Length—27 to 30 inches.

Male and Female—Upper part and fore neck brownish gray, the edgings of the feathers lighter; a white band along forehead and base of bill bordered behind by blackish ; lower back, nearest the tail, almost white; wings and tail dusky; sides like the back; breast paler than throat, and marked, like the white under parts, with black blotches; bill pink or pale red; feet yellow; eyes brown. Immature birds, which are darker and browner than adults, lack white on forehead and tail coverts, also the black patches on the under parts.

Range—North America; rare on Atlantic coast; common on the Pacific slope and in the interior; nesting in the far north, and wintering in the United States southward to Mexico and Cuba.

Season—Spring and autumn migrant or winter resident on the plains and westward to the Pacific.

A long, clanging cackle, wah, wah, wah, wah, rapidly repeated, rings out of the late autumn sky, and looking up, we see a long, orderly line of laughing geese that have been feeding since daybreak in the stubble of harvested grain fields, heading a direct course for the open water of some lake. With heads thrust far forward, these flying projectiles go through space with enviable ease of motion. Because they are large and fly high, they appear to move slowly; whereas the truth is that all geese, when once fairly launched, fly rapidly, which becomes evident enough when they whiz by us at close range. It is only when rising against the wind and making a start that their flight is actually slow and difficult. When migrating, they often trail across the clouds like dots, so high do they go—sometimes a thousand feet or more, it is said—as if they spurned the earth. But as a matter of fact they spend a great part of their lives on land; far more than any of the ducks.

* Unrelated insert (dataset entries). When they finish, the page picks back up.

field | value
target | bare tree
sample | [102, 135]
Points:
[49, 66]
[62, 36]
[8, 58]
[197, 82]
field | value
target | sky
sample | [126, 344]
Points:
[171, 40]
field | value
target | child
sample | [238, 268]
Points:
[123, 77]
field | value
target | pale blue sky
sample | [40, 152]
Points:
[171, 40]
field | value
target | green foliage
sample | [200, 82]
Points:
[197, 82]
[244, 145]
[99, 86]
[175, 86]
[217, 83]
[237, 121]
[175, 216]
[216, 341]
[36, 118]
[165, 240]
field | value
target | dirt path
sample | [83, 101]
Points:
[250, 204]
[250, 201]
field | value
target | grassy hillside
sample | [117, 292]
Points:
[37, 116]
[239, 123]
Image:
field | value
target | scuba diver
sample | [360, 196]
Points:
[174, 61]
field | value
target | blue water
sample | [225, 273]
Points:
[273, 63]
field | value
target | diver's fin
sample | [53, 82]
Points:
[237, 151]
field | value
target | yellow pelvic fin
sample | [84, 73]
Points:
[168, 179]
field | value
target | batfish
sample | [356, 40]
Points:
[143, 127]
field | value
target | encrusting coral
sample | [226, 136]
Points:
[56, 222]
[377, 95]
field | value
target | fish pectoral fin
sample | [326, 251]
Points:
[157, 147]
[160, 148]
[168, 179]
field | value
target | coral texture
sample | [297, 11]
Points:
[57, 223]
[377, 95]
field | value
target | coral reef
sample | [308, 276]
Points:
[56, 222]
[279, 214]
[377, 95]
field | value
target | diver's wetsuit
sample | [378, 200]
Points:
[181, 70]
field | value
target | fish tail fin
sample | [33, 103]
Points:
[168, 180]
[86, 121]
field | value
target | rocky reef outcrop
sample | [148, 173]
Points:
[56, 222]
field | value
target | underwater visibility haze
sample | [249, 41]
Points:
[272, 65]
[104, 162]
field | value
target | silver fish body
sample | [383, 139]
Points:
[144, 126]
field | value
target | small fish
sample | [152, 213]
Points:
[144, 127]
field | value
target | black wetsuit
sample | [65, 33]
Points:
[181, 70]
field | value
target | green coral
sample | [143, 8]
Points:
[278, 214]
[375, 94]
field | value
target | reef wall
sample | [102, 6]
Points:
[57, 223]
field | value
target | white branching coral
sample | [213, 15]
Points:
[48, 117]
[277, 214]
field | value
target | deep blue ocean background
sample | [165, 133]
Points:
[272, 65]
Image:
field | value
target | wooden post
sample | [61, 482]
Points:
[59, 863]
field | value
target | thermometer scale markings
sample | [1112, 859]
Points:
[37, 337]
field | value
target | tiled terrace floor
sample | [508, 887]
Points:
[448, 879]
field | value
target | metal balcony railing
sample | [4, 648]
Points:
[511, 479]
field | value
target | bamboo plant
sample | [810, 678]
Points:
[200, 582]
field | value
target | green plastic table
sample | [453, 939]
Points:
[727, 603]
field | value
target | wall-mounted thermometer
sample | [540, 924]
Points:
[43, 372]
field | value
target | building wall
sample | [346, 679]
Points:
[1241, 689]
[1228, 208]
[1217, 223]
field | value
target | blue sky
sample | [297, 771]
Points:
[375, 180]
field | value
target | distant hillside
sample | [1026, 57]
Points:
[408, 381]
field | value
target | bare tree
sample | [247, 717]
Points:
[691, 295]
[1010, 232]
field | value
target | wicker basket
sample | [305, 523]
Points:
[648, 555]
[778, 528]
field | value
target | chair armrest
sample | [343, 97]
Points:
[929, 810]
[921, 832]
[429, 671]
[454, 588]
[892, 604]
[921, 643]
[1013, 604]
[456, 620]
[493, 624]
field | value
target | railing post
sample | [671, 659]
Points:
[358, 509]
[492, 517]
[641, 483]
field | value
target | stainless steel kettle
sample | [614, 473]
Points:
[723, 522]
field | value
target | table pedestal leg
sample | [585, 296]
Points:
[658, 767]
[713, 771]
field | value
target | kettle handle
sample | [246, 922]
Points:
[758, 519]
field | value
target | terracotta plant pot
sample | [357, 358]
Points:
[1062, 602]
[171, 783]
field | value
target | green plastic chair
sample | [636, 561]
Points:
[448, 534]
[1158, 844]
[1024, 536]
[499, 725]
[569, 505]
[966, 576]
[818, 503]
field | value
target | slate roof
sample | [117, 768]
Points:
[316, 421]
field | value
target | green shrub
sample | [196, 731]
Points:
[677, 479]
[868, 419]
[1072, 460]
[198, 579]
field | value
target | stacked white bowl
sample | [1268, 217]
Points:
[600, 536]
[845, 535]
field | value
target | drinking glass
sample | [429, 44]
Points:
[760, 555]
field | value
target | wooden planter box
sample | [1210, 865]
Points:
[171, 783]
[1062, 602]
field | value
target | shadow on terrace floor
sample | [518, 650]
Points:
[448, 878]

On reaching a point above the water when returning from the feeding grounds, the long defile closes up into a mass. The geese now break ranks, and each for itself goes wheeling about, cackling constantly, as they sail on stiff, set wings; or, diving, tumbling, turning somersaults downward, and catching them-selves before they strike the water, form an orderly array again, and fly silently, close along the surface quite a distance before finally settling down upon it softly to rest.

Such a performance must be gone through twice a day, once after their breakfast, begun at daybreak, and again in the late afternoon, on their return from their inland excursion, which may be to stubble fields, or to low, wet, timbered country, or to bushy prairie lands. Not only the farmer’s cereals, but any sort of wild grain and grasses, berries, and leaf buds of bushes, these hearty vegetarians nip off with relish. When we see them on shallow waters, with tail pointing skyward and head and neck immersed, they are probing the bottom for roots of water plants, particularly for a sort of eel-grass that they fatten on, or for gravel, and are not eating mollusks or any sort of animal food, as is sometimes said.

But fatal consequences await on ducks and geese alike that do not know enough to toughen their flesh and make it rank by a fish diet. White-fronted geese, delicious game birds of the first order, were once abundant during the migrations in the Chesapeake country, where they freely associated with the snow goose and the Canada species, just as they do in the far west to-day; but the sportsman must now travel to the Great Lakes or the plains, or, better still, to California, their favorite winter resort, if he would see a good sized flight above the stubble fields, in which, hidden in a hole, and with flat decoys standing all about him, he waits, cramped and breathless, for the cackling flock to come within range.

The stupidity of this bird is more proverbial than real. If any one doubts this, let him try to stalk one when it is feeding in the fields, or listen to the tales of woe the California farmers tell of its provoking vigilance and cleverness.